One year to the day after he'd signed on as the school's AD, Frazier had delivered on one of the biggest challenges of that job, a new contract for the state's most visible figure.
While it was an anniversary that passed unrecognized to most, the successful completion and passage of the Jones contract marked a milestone for Frazier even if there was scant time to reflect upon it or celebrate it amid the crush of his obligations that day.
It was a deal more than 3 1/2 years in the doing, crossing a couple of Bachman Hall administrations, too many stops and starts and no small amount of exasperation.
Constant questions about the state of Jones' contract had become so prevalent they had almost come to replace the standard greetings of the day for Frazier. A number of challenges, including balancing the budget, awaited Frazier on his acceptance of the job last June, but in a lot of people's minds, keeping Jones around had been Job One from the beginning.

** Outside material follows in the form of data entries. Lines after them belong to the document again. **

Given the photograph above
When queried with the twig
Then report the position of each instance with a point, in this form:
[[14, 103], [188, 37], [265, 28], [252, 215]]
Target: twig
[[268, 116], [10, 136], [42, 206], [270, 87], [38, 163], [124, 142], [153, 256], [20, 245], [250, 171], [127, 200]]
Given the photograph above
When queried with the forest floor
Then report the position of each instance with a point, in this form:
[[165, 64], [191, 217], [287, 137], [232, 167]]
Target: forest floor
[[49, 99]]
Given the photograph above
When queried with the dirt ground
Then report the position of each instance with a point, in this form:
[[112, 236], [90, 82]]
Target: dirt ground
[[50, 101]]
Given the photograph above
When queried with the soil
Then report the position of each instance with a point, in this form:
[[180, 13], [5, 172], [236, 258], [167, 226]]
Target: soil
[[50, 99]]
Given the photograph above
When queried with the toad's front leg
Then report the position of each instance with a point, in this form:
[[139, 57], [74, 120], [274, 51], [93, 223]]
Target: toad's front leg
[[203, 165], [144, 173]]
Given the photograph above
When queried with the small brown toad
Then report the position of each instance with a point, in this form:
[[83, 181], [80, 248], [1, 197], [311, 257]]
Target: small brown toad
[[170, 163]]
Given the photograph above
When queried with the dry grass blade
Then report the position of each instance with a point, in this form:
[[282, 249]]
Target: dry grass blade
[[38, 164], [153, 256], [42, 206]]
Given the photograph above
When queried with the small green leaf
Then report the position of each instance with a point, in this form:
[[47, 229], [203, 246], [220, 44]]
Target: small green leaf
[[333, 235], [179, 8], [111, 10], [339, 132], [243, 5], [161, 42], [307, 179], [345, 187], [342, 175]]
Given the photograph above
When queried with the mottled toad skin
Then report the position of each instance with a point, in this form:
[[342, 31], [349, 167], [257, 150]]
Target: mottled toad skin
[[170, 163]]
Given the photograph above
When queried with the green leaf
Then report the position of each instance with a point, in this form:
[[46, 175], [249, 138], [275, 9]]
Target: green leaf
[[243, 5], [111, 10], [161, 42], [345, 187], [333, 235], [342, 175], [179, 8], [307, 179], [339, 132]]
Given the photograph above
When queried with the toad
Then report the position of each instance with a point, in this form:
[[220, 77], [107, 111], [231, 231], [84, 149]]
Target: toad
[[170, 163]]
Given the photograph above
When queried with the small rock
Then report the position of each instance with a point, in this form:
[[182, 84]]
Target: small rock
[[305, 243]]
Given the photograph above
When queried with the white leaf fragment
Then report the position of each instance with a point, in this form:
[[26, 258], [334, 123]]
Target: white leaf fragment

So much so, in fact, that four months ago, after an effusive greeting at a downtown luncheon, Frazier candidly offered, "I think the bottom line on this (is) they are telling me I need to raise money. I think that's where all this is going so I can sign the football coach and everything else."
While he got tangled up in announcing the figures on Friday, first putting the deal at $816,000, Frazier had dotted the right i's and crossed the necessary t's to win approval of the deal. No small task when dealing with the disparate interests of the administration, board of regents, Jones' agent Leigh Steinberg and the "10 to 12" donors pitching in the annual $400,008 the AD said contributed to the deal.
All the while apparently doing it without compromising the university's mission by making a grab at tax funds or tuition money to seal the deal.
In past months, Frazier had run the gauntlet with the premium seating plan and ticket price increases in football and women's volleyball. He had added Michigan State to the football schedule and begun a number of reorganizations within the athletic department.
Now, ahead loom more budget and fund-raising challenges, not to mention the necessity of keeping a vigilant eye on potential changes in the shifting conference landscape.
But on the occasion of his first anniversary of signing on at UH, Frazier proved he had done more than just mark time.